Complex Numbers
Let $a$ and $b$ be real numbers, the complex number is an expression in the form $a+b\mathbf{i}$ where $\mathbf{i}=\sqrt{-1}$. In the complex plane or Cartesian coordinate system, the complex number $a+b\mathbf{i}$ can represent the point with coordinate $(a,b)$.
This complex number calculator supports four binary operations: addition, substraction, multiplication, division, and the following 19 functions.
| function | description/example |
|---|---|
| $\mathrm{arg}(x)$ | This function returns the phase angle (in radians) of complex number $x$ |
| $\mathrm{abs}(x)$ | If $x=a+b\mathbf{i}$, this function returns $\sqrt{a^2+b^2}$ |
| $\mathrm{conj}(x)$ | If $x=a+b\mathbf{i}$, this function returns $a-b\mathbf{i}$ |
| $\mathrm{sqrt}(x)$ | the square root of complex number $x$ |
| $\mathrm{pow}(x,y)$ or $x\hat{\;} y$ | Calculate $x^y$, where $x$ and $y$ are complex numbers. |
| $\exp(x)$ | The base-e exponential function of complex number $x$ |
| $\log(x)$ | The natural logarithm function of complex number $x$ |
| $\sin(x)$ | The sine function of complex number $x$ |
| $\cos(x)$ | The cosine function of complex number $x$ |
| $\tan(x)$ | The tangent function of complex number $x$ |
| $\mathrm{asin}(x)$ | The inverse sine function of complex number $x$ |
| $\mathrm{acos}(x)$ | The inverse cosine function of complex number $x$ |
| $\mathrm{atan}(x)$ | The inverse tangent function of complex number $x$ |
| $\sinh(x)$ | The hyperbolic sine function of complex number $x$ |
| $\cosh(x)$ | The hyperbolic cosine function of complex number $x$ |
| $\tanh(x)$ | The hyperbolic tangent function of complex number $x$ |
| $\mathrm{asinh}(x)$ | The inverse hyperbolic sine function of complex number $x$ |
| $\mathrm{acosh}(x)$ | The inverse hyperbolic cosine function of complex number $x$ |
| $\mathrm{atanh}(x)$ | The inverse hyperbolic tangent function of complex number $x$ |
Input Data
This calculator requires two input data. The first are the data of complex numbers that will be used in the evaluation. They are entered as $n\times 2$ real matrix, where $n$ is the number of complex numbers we want to use, the first column of the matrix are the real parts and the second column the imaginary parts. The second input is a math expression of the complex numbers, where $x_i$ in the expression is the complex number in the $i^\mathrm{th}$ row of the matrix.

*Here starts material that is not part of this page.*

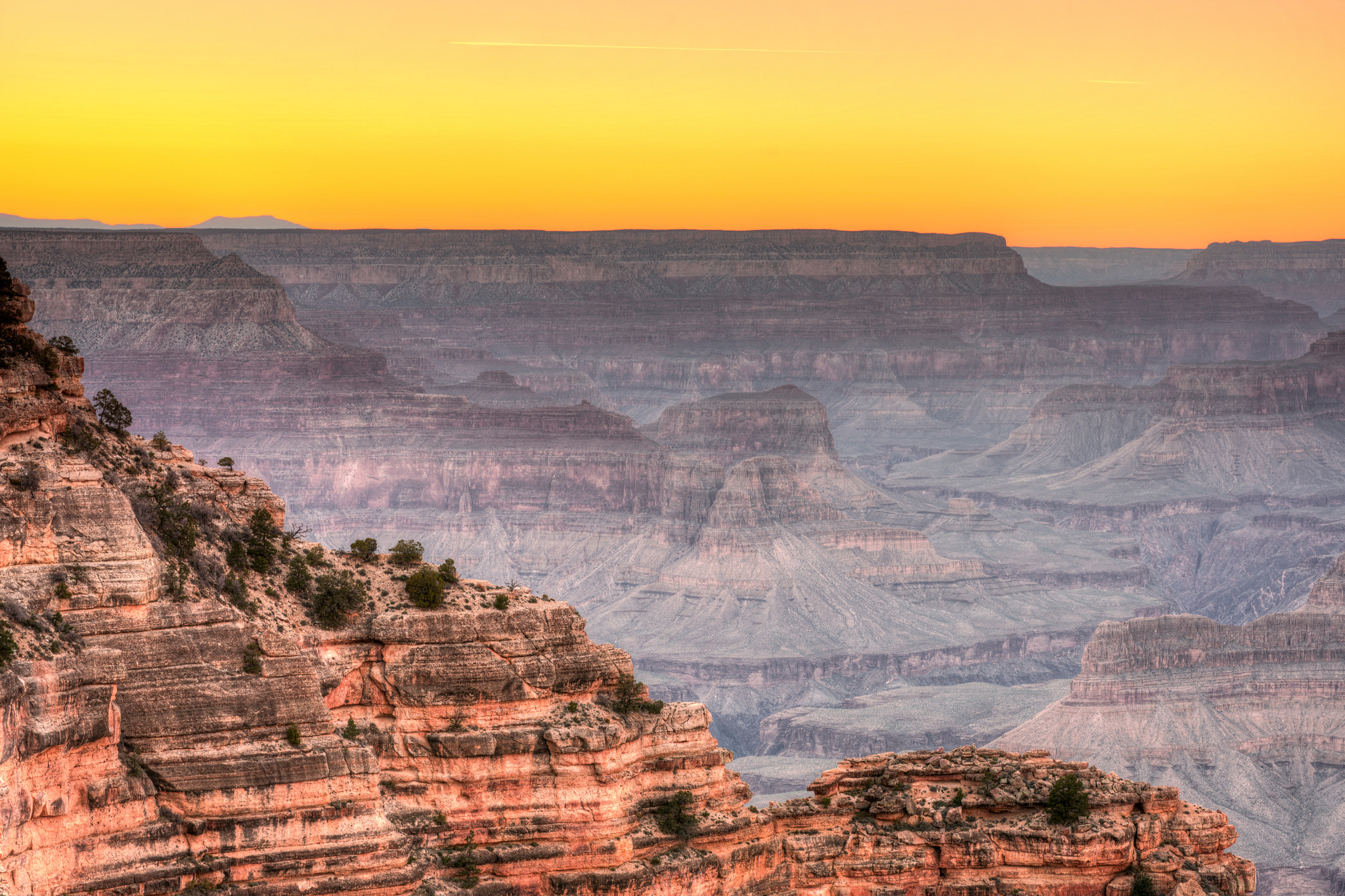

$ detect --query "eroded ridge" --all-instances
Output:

As an example, we want to evaluate $\exp(1+2\mathbf{i})/(3+4\mathbf{i})$. We can denote $x_1=1+2\mathbf{i}$ and $x_2=3+4\mathbf{i}$ so the math expression we want to evaluate is $\exp(x_1)/x_2$. Here is the input matrix
1 2
3 4
and the math expression
exp(x1)/x2
getting the result
0.2597 0.4776
which are the real part and imaginary part of the evaluation.

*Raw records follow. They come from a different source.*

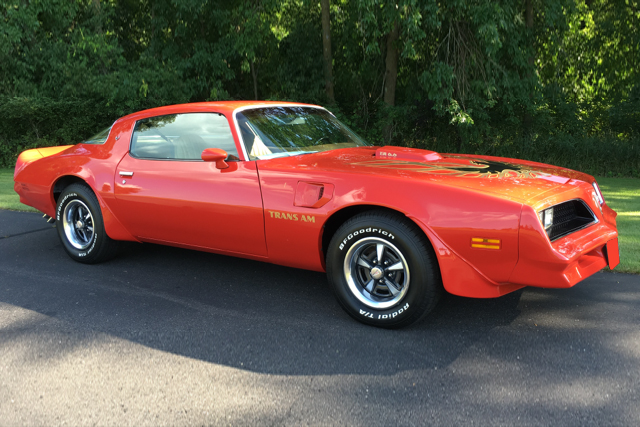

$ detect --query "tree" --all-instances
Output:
[320,0,336,102]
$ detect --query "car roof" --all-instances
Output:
[118,101,318,121]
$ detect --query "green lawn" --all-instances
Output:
[0,169,36,212]
[598,178,640,274]
[0,169,640,274]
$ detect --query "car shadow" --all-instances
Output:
[0,221,638,382]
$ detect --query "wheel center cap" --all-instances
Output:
[371,267,384,280]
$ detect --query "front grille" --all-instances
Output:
[547,200,597,241]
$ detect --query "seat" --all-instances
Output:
[174,134,207,160]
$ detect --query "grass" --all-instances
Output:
[0,169,37,212]
[598,178,640,274]
[0,169,640,274]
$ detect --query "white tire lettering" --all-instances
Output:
[339,227,396,250]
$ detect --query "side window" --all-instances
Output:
[130,113,239,160]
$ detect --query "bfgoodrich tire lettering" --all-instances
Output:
[327,211,442,328]
[56,184,117,264]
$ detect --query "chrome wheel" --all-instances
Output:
[62,199,94,250]
[344,237,410,309]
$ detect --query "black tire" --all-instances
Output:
[56,184,118,264]
[326,210,443,328]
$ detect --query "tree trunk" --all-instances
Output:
[320,0,335,102]
[524,0,535,65]
[384,21,400,106]
[523,0,535,135]
[249,61,258,101]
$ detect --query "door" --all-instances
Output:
[115,113,267,256]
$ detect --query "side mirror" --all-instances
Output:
[201,148,229,169]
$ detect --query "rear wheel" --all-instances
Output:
[56,184,118,264]
[327,211,442,328]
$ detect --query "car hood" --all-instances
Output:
[258,146,594,202]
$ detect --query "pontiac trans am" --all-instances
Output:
[14,102,619,328]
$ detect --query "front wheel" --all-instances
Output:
[56,184,117,264]
[327,211,442,328]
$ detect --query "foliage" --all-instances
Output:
[0,0,640,176]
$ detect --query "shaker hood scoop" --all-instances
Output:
[376,145,443,162]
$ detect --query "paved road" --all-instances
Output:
[0,211,640,426]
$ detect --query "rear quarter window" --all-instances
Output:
[130,113,238,160]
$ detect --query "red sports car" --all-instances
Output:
[14,102,619,327]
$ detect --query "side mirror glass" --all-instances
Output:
[201,148,229,169]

Another example, let's approximate the derivative of a function using Complex Step Differentiation. Let $F(x)=\displaystyle\frac{\mathrm{e}^x}{(\cos x)^3+(\sin x)^3}$, we want to find $F'(\pi/4)$ with complex step $h=10^{-16}$. Here is the input matrix
pi/4 1.0e-16
and the math expression
exp(x1)/( cos(x1)^3 + sin(x1)^3 )We get the output $3.101766393836052+ 3.101766393836053\times 10^{-16}\mathbf{i}$. Dividing the imaginary part with $h$ gives $3.101766393836053$, an approximated value of $F'(\pi/4)$.